Can a person with a diagnosis of autism drive?
A medical diagnosis of autism does not mean that a person cannot drive. However, in Australia, an individual with a medical condition that may impact on their ability to drive is required to declare the condition to the relevant authority. In NSW, this is usually declared when the person attempts to obtain their learner licence. The person’s treating doctor, other health professional or family members concerned about the person’s ability to drive may also refer them for an OT driving assessment. This article will outline the process involved for a person with autism to gain their licence.
How can autism affect driving ability?
Autism is a disorder that generally alters how a person processes information from their surroundings. Drivers with autism can regularly have difficulties with perception, spatial awareness, decision-making, following direction, reaction time and sensory modulation problems. While the effects of the condition can vary greatly between individuals, the condition is also commonly correlated with intellectual disabilities or learning difficulties.
What is involved in an OT driving assessment?
Once the person has obtained their learner licence, they can undergo the OT driving assessment. The assessment is split into two parts – the off-road assessment and on-road assessment. Clients with autism frequently require several lessons to become proficient in driving and obtain their provisional licence.
The off-road assessment focuses on analysing the three essential components every driver needs: vision, cognition and physical ability. Any significant deficits in these areas may hinder the person’s driving capacity.

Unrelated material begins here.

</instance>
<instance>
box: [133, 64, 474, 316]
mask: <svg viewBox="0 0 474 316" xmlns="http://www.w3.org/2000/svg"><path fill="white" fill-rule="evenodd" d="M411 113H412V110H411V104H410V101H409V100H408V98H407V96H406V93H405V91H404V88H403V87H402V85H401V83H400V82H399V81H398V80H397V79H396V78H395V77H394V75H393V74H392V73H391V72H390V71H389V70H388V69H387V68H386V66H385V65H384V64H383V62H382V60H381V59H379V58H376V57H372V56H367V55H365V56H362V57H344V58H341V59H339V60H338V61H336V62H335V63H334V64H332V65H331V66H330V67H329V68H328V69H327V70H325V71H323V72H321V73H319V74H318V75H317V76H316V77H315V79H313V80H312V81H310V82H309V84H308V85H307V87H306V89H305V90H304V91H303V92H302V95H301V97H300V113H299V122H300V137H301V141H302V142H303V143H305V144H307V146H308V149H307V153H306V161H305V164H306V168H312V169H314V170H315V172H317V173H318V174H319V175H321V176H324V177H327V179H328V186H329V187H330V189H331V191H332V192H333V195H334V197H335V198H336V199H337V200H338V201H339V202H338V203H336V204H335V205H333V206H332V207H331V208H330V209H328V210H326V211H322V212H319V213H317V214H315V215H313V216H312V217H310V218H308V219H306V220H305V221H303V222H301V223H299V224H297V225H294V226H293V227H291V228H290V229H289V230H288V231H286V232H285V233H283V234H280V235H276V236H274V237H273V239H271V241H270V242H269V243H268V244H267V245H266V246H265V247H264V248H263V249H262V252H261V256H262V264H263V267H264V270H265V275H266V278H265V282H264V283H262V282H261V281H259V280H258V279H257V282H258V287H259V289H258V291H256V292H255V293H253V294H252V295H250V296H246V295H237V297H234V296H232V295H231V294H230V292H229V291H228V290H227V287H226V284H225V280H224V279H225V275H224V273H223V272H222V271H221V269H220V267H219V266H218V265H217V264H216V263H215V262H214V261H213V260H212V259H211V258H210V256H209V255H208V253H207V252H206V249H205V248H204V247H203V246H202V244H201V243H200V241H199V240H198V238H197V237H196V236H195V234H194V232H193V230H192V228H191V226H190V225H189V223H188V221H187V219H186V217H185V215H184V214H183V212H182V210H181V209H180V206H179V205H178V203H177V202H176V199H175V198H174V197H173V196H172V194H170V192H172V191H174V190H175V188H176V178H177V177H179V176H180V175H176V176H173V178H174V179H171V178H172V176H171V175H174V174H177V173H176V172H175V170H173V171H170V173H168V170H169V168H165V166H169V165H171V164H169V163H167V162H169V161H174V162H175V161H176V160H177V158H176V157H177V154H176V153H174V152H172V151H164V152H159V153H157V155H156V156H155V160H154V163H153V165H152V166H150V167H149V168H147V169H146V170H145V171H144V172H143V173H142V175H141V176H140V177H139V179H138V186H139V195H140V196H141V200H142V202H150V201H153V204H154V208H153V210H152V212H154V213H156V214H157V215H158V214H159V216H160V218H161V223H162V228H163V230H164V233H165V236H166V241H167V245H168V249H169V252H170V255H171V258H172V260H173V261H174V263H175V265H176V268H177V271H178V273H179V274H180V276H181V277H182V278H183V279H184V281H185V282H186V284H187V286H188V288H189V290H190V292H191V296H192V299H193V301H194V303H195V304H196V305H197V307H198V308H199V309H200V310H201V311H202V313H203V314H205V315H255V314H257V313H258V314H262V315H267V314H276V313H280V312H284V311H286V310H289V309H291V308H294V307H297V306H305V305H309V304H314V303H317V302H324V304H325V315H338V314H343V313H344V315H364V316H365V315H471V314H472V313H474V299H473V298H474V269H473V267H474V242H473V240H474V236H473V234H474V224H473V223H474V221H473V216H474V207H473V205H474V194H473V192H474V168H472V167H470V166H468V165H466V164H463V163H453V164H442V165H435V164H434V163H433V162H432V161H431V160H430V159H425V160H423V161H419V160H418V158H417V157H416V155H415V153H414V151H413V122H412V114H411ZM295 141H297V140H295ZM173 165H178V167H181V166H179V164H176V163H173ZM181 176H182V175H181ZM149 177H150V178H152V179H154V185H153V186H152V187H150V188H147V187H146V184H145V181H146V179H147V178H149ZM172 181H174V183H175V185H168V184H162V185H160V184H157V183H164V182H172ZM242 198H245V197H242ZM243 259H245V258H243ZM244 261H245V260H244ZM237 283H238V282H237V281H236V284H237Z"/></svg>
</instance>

The on-road assessment involves the person driving with the OT and driving instructor. The driving instructor is specially qualified to work with people with medical diagnoses. The client drives for 1 hour, where their capability to drive is assessed in relation to their medical condition. For a person with autism that is only learning to drive, the assessment usually takes the form of a lesson where the fundamentals of driving are taught. Novice drivers with autism usually require ongoing lessons with the rehabilitation driving instructor to build their driving skills, and the OT will develop a lesson plan with specific goals and recommend a specific number of lessons. As long as the person shows continual signs of improvement in their driving ability, lessons will continue until the person is considered ready to take their provisional driving test. However, if the person is observed to stagnate with their driving and does not show ongoing improvement, it may be deemed that ongoing sessions will not be beneficial, and this will be discussed with the client and their family.
What is the OT driving assessment looking at? Why is it necessary?
The OT driving assessment is the only systematic process by which a person with a significant and permanent medical condition like autism can be observed during the act of driving. Although a doctor may be concerned about a person’s driving competence, they cannot observe the person driving and thus cannot make the determination if the diagnosis affects their driving. Thus, the role of the OT driving assessment is to comprehensively evaluate how the disorder is affecting their driving ability, if it affects it at all. The assessment and ongoing driving lessons aim to develop the person’s driving skills and help them to reach their driving potential. Minor, non-critical errors that are considered due to the person’s limited driving experience, poor habits or unfamiliarity with the vehicle, are often overlooked. However, critical errors (where the driving instructor is required to physically intervene to prevent a collision) are analysed and worked on. If the person shows the aptitude to take on feedback and improve their driving, lessons will continue.